With an amusingly detached delivery that rivals Ben Stein's droning roll call in Ferris Bueller's Day Off , he sings "I just want to dance, and fuck, and fly, and try, and fail, and try again…hold up," against a squelchy bass line and stabbing synths. When the percussive noise of what sounds like a triangle dinner bell appears within the mix, one can't help but think that Gourmet is simply winking at his audience, as if to say, "dinner is served."

7. Pouvoir Magique - “Chalawan”

Like a psychoactive ayahuasca brew, the intoxicating "shamanic techno" of Parisian duo Pouvoir Magique's LP Disparition, is an exhilarating trip into unfamiliar territory. Formed in November of 2011, "Magic Power" is the musical project of Clément Vincent and Bertrand Cerruti, who over the years, have cleverly merged several millennia of songs from around the world with 21st-century beats and widescreen electro textures. Lest ye be worried, this is anything but Deep Forest.

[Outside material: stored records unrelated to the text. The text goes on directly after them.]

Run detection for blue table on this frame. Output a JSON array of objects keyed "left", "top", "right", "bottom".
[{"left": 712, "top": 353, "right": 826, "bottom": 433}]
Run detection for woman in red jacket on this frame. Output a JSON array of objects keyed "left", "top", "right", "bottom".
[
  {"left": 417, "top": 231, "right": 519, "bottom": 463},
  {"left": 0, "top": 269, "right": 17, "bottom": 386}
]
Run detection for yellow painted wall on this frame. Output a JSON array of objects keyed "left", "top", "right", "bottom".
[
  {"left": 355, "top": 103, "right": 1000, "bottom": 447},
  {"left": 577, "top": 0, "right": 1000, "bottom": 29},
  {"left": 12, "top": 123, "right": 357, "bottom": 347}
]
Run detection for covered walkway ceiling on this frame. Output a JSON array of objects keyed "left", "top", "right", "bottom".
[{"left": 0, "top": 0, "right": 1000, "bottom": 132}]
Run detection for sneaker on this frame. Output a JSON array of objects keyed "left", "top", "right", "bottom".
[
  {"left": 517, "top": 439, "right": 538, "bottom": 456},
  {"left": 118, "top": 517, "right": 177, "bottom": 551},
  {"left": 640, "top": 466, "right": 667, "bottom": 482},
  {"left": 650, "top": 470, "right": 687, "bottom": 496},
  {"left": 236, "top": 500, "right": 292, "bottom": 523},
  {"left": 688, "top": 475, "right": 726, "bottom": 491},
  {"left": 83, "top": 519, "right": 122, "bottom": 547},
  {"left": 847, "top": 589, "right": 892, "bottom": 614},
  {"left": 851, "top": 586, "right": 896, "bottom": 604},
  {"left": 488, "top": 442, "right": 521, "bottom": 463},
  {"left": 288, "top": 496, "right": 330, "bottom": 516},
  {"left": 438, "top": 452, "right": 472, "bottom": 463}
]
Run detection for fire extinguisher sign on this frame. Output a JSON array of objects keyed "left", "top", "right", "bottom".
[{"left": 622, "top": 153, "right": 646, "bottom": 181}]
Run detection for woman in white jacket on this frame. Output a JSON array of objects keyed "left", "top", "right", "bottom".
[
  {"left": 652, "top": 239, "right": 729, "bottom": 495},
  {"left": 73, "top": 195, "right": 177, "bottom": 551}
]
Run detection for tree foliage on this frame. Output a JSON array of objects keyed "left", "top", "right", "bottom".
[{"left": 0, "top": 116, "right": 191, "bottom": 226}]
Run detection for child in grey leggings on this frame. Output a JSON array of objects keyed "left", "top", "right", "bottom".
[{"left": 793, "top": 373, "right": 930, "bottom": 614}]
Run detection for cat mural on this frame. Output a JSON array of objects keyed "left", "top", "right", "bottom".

In the spring of 2013, Pouvoir Magique co-founded the "Mawimbi" collective, a project designed to unite African musical heritage with contemporary soundscapes, and released two EPs. Within days of launching their label Musiques de Sphères, the duo's studio was burglarized and a hard drive with six years of painstakingly curated material had vanished. After tracking down demos they shared with friends before their final stages of completion, Clément and Bertrand reconstructed an album of 12 tracks.

Unfinished though they might be, each song is a marvelous thing to behold. Their stunning 2016 single "Eclipse," with its cinematic video, might have been one of the most immediate songs on the record, but it's the pulsing "Chalawan," with its guttural howls, fluttering flute-like passages, and driving, hypnotic beats that truly mesmerizes.

6. Purple Disco Machine - “Body Funk” & “Devil In Me” (TIE)

Whenever a bevy of guest artists appears on a debut record, it's often best to approach the project with caution. 85% of the time, the collaborative partners either overshadow the proceedings or detract from the vision of the musician whose name is emblazoned across the top of the LP. There are, however, pleasant exceptions to the rule and Tino Piontek's Soulmatic is one of the year's most delightfully cohesive offerings. The Dresden-born Deep Funk innovator, aka Purple Disco Machine, has risen to international status since 2009, releasing one spectacular track and remix after another. It should go without saying that this long-awaited collection, featuring everyone from Kool Keith to Faithless and Boris D'lugosch, is ripe with memorable highlights.

The saucy, soaring "Mistress" shines a spotlight on the stellar pipes of "UK soul hurricane" Hannah Williams. While it might be a crowning moment within the set, its the strutting discofied "Body Funk", and the album's first single, "Devil In Me", that linger long after the record has stopped spinning. The former track with its camptastic fusion of '80s Sylvester gone 1940s military march, and the latter anthem, a soulful stunner that samples the 1968 Stax hit "Private Number", and features the vocal talents of Duane Harden and Joe Killington, feels like an unearthed classic. Without a doubt, the German DJ's debut is one of the best dance records of the year.